En vertu de l’article L. 522-3 du code de justice administrative, le juge des référés peut, par une ordonnance motivée, rejeter une requête sans instruction ni audience lorsque la condition d’urgence n’est pas remplie ou lorsqu’il apparaît manifeste, au vu de la demande, qu’elle est irrecevable ou qu’elle est mal fondée.

En premier lieu, aucun des moyens invoqués par Mme B... épouse C..., tels qu’énoncés dans les visas de cette ordonnance, n’est manifestement de nature, au vu de la demande, à faire naître un doute sérieux quant à la légalité de la décision du 18 février 2026 par laquelle le directeur général du centre hospitalier universitaire de Nantes l’a invitée à se présenter le mardi 16 juin 2026 à 17 heures au cabinet du docteur A... pour une expertise médicale obligatoire.

En second lieu, si Mme B... épouse C... demande au juge des référés d’enjoindre, sur le fondement de l’article L. 521-3 du code de justice administrative, au centre hospitalier universitaire de Nantes, de suspendre toute procédure de mise à la retraite jusqu’à l’exécution complète du jugement du 5 juin 2025, de telles demandes, qui ne sont au demeurant pas développées dans les écritures, relèvent manifestement de celles des mesures que le juge des référés, saisi sur le fondement de l’article L. 521-3 du code de justice administrative, ne peut prescrire dès lors que leurs effets pourraient être obtenus par les procédures de référé régies par les articles L. 521-1 et L. 521-2 du même code.

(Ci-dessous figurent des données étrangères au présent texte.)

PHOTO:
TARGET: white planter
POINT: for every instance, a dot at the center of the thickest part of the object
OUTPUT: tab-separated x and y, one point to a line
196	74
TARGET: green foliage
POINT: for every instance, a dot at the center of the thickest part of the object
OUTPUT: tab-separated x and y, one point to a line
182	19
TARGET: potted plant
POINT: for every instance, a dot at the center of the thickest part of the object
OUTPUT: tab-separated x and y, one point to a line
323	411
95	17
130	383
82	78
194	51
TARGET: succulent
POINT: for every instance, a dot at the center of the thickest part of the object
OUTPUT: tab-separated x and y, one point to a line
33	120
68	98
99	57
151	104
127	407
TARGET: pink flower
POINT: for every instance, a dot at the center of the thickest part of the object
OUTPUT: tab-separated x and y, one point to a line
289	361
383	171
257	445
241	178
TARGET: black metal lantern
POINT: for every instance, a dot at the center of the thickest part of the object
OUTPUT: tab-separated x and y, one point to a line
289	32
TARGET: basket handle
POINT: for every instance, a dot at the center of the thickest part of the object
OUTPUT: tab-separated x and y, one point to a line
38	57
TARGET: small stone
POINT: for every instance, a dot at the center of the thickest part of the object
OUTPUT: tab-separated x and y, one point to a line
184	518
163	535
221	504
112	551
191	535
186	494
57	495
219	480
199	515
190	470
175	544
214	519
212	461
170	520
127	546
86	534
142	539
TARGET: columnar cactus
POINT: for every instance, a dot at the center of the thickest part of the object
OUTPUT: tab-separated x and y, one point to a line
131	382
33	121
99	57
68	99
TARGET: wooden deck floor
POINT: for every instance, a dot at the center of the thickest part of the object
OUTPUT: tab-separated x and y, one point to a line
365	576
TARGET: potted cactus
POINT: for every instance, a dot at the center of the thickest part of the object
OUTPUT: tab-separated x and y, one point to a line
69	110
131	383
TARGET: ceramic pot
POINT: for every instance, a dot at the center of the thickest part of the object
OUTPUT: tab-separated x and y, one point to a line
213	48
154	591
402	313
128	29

Il y a lieu, par suite, de rejeter la requête de Mme B... épouse C... en toutes ses conclusions, selon la procédure prévue à l’article L. 522-3 du code de justice administrative.

O R D O N N E :

Article 1er : La requête de Mme B... épouse C... est rejetée.

Article 2 : La présente ordonnance sera notifiée à Mme D... B... épouse C....

Copie en sera adressée au Centre hospitalier universitaire de Nantes.

Fait à Nantes, le 3 mars 2026.

Le juge des référés,




F. HUIN

La République mande et ordonne à la ministre de la santé, des familles, de l’autonomie et des personnes handicapées en ce qui le concerne ou à tous commissaires de justice à ce requis en ce qui concerne les voies de droit commun contre les parties privées, de pourvoir à l’exécution de la présente décision.